Volunteers from Shinnyo-en assisted in helping to divert the heavy traffic outside the mosque during the Eid al-Fitr prayers in 2019, allowing for worshippers to pray on the road when the mosque had reached its maximum capacity. Later in 2023, the video and audio systems in the mosque were upgraded by local video company, Datavideo.

== Cultural significance ==
The mosque holds cultural and religious significance in the country for its tradition of hosting recitals of Mawlid al-Dayba'i. This form of Mawlid is a poetry composed by the Yemeni scholar, Ibn al-Dayba', which details the life of the Islamic prophet Muhammad and includes praises of his companions, as well as praises dedicated to his family members such as al-Husayn ibn Ali.
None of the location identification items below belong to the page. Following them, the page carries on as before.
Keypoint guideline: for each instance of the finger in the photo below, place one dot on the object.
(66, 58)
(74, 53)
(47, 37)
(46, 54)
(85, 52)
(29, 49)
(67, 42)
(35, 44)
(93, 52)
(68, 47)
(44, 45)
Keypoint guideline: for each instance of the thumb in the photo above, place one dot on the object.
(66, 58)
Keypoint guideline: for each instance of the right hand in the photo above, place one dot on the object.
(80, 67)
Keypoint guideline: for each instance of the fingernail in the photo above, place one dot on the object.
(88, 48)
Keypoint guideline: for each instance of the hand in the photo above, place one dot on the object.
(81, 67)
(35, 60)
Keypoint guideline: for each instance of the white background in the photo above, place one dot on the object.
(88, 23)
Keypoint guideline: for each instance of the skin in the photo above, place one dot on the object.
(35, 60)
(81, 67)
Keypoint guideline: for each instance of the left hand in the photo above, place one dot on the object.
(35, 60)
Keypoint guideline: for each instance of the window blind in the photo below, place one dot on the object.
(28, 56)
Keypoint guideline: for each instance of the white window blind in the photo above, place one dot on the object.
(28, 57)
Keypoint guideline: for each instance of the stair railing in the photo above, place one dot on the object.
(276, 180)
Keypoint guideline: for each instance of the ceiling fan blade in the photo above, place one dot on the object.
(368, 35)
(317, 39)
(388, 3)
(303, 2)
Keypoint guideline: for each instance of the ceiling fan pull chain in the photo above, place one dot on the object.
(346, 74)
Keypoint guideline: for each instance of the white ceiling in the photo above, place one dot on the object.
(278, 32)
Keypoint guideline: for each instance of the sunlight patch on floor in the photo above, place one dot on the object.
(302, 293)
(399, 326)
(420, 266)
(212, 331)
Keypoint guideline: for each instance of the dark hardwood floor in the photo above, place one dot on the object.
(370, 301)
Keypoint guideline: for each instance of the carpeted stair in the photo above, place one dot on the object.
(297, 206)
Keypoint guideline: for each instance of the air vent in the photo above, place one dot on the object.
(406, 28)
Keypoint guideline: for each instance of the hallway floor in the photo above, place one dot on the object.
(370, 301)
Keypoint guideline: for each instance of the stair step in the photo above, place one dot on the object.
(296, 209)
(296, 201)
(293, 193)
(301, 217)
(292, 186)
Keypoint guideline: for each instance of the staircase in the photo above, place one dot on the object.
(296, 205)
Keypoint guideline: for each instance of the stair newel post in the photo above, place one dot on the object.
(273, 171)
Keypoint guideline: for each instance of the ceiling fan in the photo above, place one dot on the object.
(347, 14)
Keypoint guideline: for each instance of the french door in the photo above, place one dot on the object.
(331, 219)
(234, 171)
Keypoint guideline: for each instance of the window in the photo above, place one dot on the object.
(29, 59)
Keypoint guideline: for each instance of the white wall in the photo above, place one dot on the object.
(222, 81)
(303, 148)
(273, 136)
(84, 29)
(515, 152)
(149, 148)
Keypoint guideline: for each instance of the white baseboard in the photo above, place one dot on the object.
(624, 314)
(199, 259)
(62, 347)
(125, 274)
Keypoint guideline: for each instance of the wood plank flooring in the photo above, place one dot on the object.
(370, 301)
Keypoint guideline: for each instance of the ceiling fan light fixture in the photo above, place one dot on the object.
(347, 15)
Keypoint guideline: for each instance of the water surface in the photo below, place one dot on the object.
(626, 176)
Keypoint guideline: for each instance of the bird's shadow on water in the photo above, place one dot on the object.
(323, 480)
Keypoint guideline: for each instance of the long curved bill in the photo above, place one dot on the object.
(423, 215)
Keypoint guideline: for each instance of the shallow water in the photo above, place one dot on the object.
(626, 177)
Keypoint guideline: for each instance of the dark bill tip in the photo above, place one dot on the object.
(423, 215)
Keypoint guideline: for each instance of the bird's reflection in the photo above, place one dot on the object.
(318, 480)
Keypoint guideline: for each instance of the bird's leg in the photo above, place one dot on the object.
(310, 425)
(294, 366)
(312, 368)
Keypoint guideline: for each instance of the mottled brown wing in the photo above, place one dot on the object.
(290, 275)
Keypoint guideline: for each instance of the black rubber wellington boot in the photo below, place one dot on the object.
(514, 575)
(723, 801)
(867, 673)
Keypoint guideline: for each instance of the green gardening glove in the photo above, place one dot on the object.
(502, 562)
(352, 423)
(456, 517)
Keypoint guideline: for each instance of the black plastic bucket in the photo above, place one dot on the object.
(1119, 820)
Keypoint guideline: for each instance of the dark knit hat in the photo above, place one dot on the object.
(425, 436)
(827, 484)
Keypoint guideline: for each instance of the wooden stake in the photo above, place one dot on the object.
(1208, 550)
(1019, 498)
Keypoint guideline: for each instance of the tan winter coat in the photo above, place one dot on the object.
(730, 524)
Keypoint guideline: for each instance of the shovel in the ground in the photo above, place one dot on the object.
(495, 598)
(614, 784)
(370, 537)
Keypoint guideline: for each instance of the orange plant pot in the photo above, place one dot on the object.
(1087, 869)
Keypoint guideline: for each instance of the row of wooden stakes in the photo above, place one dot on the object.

The topic of Mawlid itself is a heavily disputed topic, with Islamic scholars such as Anwar Shah Kashmiri discouraging it, and others such as Muhammad al-Alawi al-Maliki permitting it. Regardless, the festival of Mawlid is a commonly celebrated event in Singapore.

== Transportation ==
The nearest form of transport to Masjid Al-Abdul Razak is the bus stop for Eunos Crescent Block 16. The nearest MRT station to Masjid Al-Abdul Razak is the Eunos MRT station on the East–West MRT line.